Daphnis et Chloé, in one form or another, is so often heard that the originality of its harmonic idiom is overlooked. It is a more classically-structured harmony than Debussy’s of the same period, but involves a more complex and more chromatic vocabulary of harmonic types. (At the time Ravel worked on Daphnis, Debussy was composing his Préludes for piano and his orchestral set of Images, including Ibéria.) Some of Ravel’s first explorations in polytonality are in Daphnis; Debussy’s were soon to come, in Le martyre de Saint-Sébastien and Khamma. The ballet structure of Daphnis et Chloé involves several set pieces: ritual dances, solo dances, and various swarms like the “Danse guerrière” and the final “Danse générale” for the whole company; mostly these are firmly structured tonally, and the ballet as a whole is framed in A major. But there are other tonal structures as well, including a scary harmonic Leitmotiv: at the moment when the form of the god Pan appears before the sacred grotto, as Daphnis prostrates himself (no. 82 in the score), there is a succession of four distantly related fifths (G-flat, E-flat, A, B-flat) over a low C pedal, and this same succession appears when the “menacing” image of Pan appears over the mountains (no. 152) to frighten away the pirates, leaving Chloé behind. (There’s a wonderful touch of color here: an accented octave F-sharp, first in hand-stopped horns, then in muted horns, and finally in the chorus.)

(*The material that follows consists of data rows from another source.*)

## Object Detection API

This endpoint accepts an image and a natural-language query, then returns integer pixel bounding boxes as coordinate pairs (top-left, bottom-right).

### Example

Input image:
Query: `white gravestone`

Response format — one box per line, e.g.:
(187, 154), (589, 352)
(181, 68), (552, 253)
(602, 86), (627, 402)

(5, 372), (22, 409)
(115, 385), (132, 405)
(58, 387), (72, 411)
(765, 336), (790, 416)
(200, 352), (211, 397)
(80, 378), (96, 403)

It wasn’t a flawless performance but it was a thoroughly exhilarating one. There were times in Daphnis et Chloé when Haitink tried to push the tempo and the orchestra wouldn’t be pushed, particularly in the “Danse réligieuse” at the beginning, and later, just before Lyceion’s dance, it was evident that the orchestra and chorus didn’t coordinate completely. But these were minor problems, soon resolved. The “Danse guerrière” (the end of Suite no. 1) has orchestral problems that not even Ravel could fully solve — the harmony is so fast-moving that the string sound becomes distorted; the winds sometimes dangerously overpower the strings; the solo for alto flute descends so low as to be almost inaudible (at this point, too, there was a trumpet entrance four bars too early). Yet it was impossible not to be swept up in the energy of the whole — the kind of music that that old fussbudget and spy, Henry Pleasants, used to deplore as the ne plus ultra of orgiastic orchestral writing. I also admired Haitink’s careful handling of Chloé’s solo dance, in which alternating 3/4 measures are in tempi of 100 and 72 (particularly risky when some of the melodic lines are 4 against 3 beats).
Haitink singled out several players for bows, especially Elizabeth Rowe, who gave the famous flute solo; I would offer cheers as well to solo strings (Malcolm Lowe and Martha Babcock), to the whole percussion section, and to the frantic E-flat clarinet in the final dance.
Much of what I write here today echoes my report of five years ago when the Boston University Orchestra under David Hoose’s direction did the complete Daphnis et Chloé. That was a very good performance, too, also in Symphony Hall. I will also recommend, once more, the old (1955) BSO recording conducted by Charles Munch, who made this work a specialty. The LP (RCA Victor LM-1893 Red Seal) is unsurpassed sonically; it has a seductive Nordic-blond Chloé on the cover, and drypoint illustrations by Andy Warhol in the notes.